Moneychangers provide slightly better exchange rates than banks, though changing travellers' cheques at a moneychanger can be a trying experience - each one seems to accept a different brand of cheques than the others. Credit cards are widely accepted and ATMs easy to find.
Around the Gulf, Doha has earned the unenviable reputation of being the dullest place on earth. You will be hard-pressed to find anyone who'll claim the place is exciting. That said, there's nothing wrong with Doha - you're unlikely to get shot or mugged or die from cholera. The bay is pleasant and there are enough interesting sites around town to keep you occupied for a day or two. Doha is also the only place in Qatar with hotels (and an airport), so even if you're travelling around the country, you'll be stopping through here.
The Qatar National Museum occupies what was once the palace of Shaikh Abdulla Bin Mohammed, emir from 1913 to 1951. The museum includes an aquarium over two levels: the top floor is full of stuffed fish, but there are live ones in the appealing surrounds of the basement.

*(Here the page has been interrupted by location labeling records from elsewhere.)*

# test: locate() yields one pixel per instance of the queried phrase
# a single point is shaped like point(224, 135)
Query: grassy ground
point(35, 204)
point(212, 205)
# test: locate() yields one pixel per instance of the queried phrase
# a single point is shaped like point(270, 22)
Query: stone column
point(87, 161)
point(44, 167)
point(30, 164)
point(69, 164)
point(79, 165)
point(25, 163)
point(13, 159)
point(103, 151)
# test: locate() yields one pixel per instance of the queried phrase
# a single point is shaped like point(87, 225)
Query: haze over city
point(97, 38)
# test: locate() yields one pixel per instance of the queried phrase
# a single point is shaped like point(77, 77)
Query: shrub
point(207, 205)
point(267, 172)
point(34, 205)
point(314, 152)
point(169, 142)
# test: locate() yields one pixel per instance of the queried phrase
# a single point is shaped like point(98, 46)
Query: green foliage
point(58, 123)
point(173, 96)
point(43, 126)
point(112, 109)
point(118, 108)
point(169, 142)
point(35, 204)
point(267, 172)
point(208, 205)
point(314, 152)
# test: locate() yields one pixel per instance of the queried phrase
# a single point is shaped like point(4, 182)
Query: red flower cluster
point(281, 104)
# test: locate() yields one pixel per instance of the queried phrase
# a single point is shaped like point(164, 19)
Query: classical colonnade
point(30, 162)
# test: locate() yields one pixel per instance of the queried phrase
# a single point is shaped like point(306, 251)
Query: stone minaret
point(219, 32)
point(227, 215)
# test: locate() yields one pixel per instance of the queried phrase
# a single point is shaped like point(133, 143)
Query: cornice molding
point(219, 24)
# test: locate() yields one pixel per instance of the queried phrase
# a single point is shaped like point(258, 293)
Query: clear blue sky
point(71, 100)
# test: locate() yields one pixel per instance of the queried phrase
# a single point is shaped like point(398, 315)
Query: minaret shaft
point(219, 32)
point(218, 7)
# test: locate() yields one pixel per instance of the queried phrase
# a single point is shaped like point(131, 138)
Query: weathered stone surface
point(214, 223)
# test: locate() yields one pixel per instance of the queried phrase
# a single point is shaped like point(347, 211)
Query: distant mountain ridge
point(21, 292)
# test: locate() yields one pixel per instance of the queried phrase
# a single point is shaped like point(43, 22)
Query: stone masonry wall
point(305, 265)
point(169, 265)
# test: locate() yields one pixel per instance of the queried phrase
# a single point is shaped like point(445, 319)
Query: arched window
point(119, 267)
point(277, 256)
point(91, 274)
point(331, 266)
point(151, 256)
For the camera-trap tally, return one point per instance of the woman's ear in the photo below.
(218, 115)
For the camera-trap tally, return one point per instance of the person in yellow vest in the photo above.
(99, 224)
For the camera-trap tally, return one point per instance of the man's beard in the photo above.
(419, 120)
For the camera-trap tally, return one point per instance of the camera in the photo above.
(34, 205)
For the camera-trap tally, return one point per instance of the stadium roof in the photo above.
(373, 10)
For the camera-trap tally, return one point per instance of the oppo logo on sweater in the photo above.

The sea turtles are probably the best thing here. Other collections include an interesting piece on seafaring and traditional celestial navigation methods, and displays on Islam, desert life, astronomy, the oil industry and the traditional lifestyle of the Qatari people.
The Ethnographic Museum is in a restored traditional Qatari house, found in the centre courtyard of a new souq shopping complex. The museum looks at life before the oil boom and explains how an ordinary family would have lived. The house includes one of the Gulf's few remaining wind towers, a traditional form of air conditioning in the region.